THE ARCHBISHOP yesterday reasserted his readiness to let the historic Apostolos Andreas Monastery in occupied Karpasia collapse rather than sign onto any plan that does not state that the Church of Cyprus owns the site.
“I’ve said it before that I would rather see the monastery collapse than let go of the property. The monastery is ours,” Archbishop Chrysostomos II said.
He was talking to state broadcaster CyBC, which asked him to comment on an announcement made this week by the ‘TRNC’ saying they would fund a project to fix the complex’s church alone, citing delays on the part of the Greek Cypriots.
After decades of neglect following the 1974 Turkish invasion, the monastery complex now needs to be renovated.
However, efforts to get all stakeholders to agree have so far failed.
The Primate yesterday blamed the bicommunal technical committee assigned to protect the island’s cultural heritage.
“I’m sorry to say that this bicommunal committee has done nothing. I can say its stance has been negative rather than positive,” the Archbishop said.
The bicommunal committee was created in April 2008 and has helped in seeing through the renovation of religious monuments on both sides of the divide, including the Ayios Armolaos church in Kyrenia, the Saint Mamas church in Lapithos, and has been fixing the Tophane Mescit mosque and the Akaki mosque in Nicosia.
It has also been co-ordinating Apostolos Andreas’ restoration efforts for the past year.

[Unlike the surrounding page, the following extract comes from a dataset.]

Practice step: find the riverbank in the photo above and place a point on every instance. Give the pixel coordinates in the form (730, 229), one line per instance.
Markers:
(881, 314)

But the Church has refused to agree because a document prepared by the United Nations Development Programme names them only as donors.
“We are not donors, we are owners,” the Archbishop said adding that he was willing to pay to fix the church but not if it meant foregoing the Church’s rights.

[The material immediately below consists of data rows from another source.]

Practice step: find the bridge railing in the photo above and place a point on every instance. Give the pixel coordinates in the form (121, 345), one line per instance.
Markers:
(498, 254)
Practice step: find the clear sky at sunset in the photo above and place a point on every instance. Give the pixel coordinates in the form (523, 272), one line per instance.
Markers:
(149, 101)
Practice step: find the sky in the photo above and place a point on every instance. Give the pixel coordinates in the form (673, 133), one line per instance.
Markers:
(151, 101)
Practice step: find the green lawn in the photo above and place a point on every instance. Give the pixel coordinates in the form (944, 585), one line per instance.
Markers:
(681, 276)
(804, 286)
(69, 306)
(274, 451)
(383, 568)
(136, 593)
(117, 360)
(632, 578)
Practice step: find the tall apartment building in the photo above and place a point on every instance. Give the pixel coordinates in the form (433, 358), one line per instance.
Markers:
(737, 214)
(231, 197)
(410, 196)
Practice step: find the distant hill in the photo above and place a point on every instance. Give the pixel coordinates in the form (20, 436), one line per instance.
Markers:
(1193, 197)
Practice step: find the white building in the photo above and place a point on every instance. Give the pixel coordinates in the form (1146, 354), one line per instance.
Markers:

“If we make a mistake, they will make out as if the monastery belongs to EVKAF,” he said referring to the Turkish Cypriot religious foundation.
It was in 2010 when the UN suggested that EVKAF could oversee the site’s restoration that the Primate originally said that he would rather let the monument collapse than forego ownership.
The co-chairman of the technical committee Takis Hadjidemetriou issued an announcement clarifying that the UNDP was following protocol differentiating between donors and owners.
The UNDP “has globally signed similar documents in thousands of cases and it surely could not change them in the case of Apostolos Andreas,” he said adding that the signature of the owner – in this case the Church – would anyway be necessary for when tenders were proclaimed.
“What we can say today is that if those responsible in the Church displayed a spirit of trust and cooperation, the monastery’s restoration project would be at a far more advanced stage today,” Hadjidemetriou said.
But the Archbishop expressed concerns over the intentions of the ‘TRNC’.
“I don’t know what their plans are, if they plan to clear the space to build a hotel, I don’t know. And this situation worries me,” he said yesterday.
But he added, “we insist that the monastery is ours; we will not back down on this point”.